E com a nuvem brinca e fala com a aragem,
Num dolente caminho a cantar se inebria,
E o Espírito que vai com Ele na romagem
Chora de vê-lo assim pássaro da alegria.

Aos que ele quer amar sempre um receio deixa,
animados porém a tanta suavidade,
Procuram por quem possa arrancar-lhe um queixa,
Exercitando nele sua atrocidade.

E no vinho e no pão que a vida lhe destina
Vão misturando a cinza aos escarros nefastos;
Dizem que o ele toca, impuro, contamina,
E acusam-se de haver posto os pés nos seus rastos.

Grita a sua mulher, pelas públicas praças:
"Se eu tão bela lhe sou e ele me ama em seu carme,
Um ídolo eu serei, como o das velhas raças,
Como ele eu quererei um dia redourar-me;

Mas eu me embriagarei de nardo, incenso e mirra,
E de genuflexões, de vinhos, de carnagens,
A ver se eu posso, num coração que me admira,
Usurpar a sorrir divinas homenagens!

E quando eu cansar destas farsas ímpias,
Eu nele pousarei forte a mão, de mansinho;
E com unhas iguais às unhas das harpias,
Até seu coração abrirei um caminho.

Como um pássaro novo e que treme e palpita,
Arrancar-lhe-ei do peito o coração aceso
Depois, para saciar a besta favorita,
Hei de atirá-lo ao chão com todo o meu desprezo."

Para o céu em que vê sempre o trono mais almo,
Sereno o poeta eleva os braços religiosos,
E os enorme clarões de seu cérebro calmo
Anulam-lhe a visão dos povos mais furiosos:

- "Se bendito, meu Deus, que dás o sofrimento,
Óleo sacro com que as impurezas quebrantas
Qual se fora o melhor e mais puro elemento
E que prepara o forte às volúpias mais santas!

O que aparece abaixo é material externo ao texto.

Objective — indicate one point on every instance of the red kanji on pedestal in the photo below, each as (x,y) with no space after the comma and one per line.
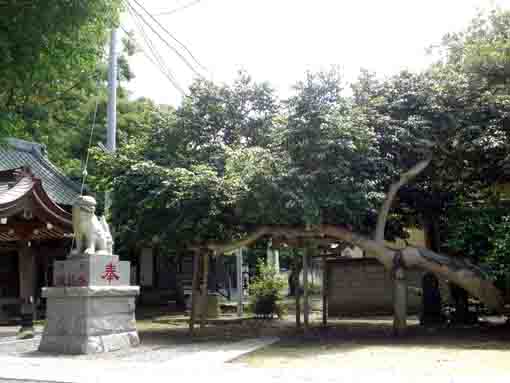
(82,280)
(60,280)
(110,273)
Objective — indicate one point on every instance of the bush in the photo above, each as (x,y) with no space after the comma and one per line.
(266,292)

Eu sei que para o Poeta um lugar sempre resta
N fileira feliz das divinas Legiões,
E que o convidarás para a perpétua festa
Dos Tronos, dos Valores e das Dominações.

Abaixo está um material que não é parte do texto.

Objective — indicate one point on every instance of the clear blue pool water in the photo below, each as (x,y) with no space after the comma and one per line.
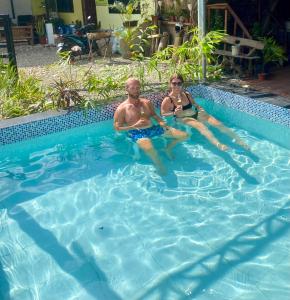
(80,219)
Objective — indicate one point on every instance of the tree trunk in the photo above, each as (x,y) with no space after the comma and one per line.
(269,15)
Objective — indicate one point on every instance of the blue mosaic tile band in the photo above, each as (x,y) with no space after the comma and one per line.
(73,119)
(69,120)
(273,113)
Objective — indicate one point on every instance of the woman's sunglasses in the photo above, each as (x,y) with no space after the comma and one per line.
(179,83)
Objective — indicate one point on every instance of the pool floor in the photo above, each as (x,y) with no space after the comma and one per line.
(81,219)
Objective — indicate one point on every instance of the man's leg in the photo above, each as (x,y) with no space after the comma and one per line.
(146,145)
(205,132)
(177,136)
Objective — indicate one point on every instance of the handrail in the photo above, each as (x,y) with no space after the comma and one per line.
(5,20)
(237,21)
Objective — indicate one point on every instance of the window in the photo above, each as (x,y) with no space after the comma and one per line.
(125,2)
(65,6)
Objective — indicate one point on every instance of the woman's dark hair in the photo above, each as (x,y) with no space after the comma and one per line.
(176,76)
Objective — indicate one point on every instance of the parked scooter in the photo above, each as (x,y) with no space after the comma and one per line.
(78,38)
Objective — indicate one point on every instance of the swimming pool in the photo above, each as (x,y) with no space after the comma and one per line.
(81,220)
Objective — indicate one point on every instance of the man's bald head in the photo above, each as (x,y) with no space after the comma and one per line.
(130,81)
(133,87)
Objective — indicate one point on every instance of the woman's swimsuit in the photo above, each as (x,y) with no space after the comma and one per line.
(185,107)
(150,132)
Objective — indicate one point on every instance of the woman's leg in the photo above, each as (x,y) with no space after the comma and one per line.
(205,132)
(177,136)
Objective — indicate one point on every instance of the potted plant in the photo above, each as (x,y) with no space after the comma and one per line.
(273,54)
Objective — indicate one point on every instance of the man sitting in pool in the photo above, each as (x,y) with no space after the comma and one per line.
(181,105)
(134,116)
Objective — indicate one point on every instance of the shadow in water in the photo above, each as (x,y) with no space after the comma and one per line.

Sei que a única nobreza é a dor que mais nos doa,
Que nunca morderão nem terra nem inferno.
Preciso é, para haver minha augusta coroa,
Ordenar o universo inteiro e o tempo eterno.

Jóias que mortas são da Palmira passada,
Ignorados metais, qualquer marinha gema,
Encastoados no céu, não servirão de nada
A este formoso e claro e mágico diadema;

Ele feito será da irradiação mais pura,
vinda do santo lar dos raios primitivos,
De que os olhos mortais de toda criatura
Somente espelhos são, negros e pungitivos!"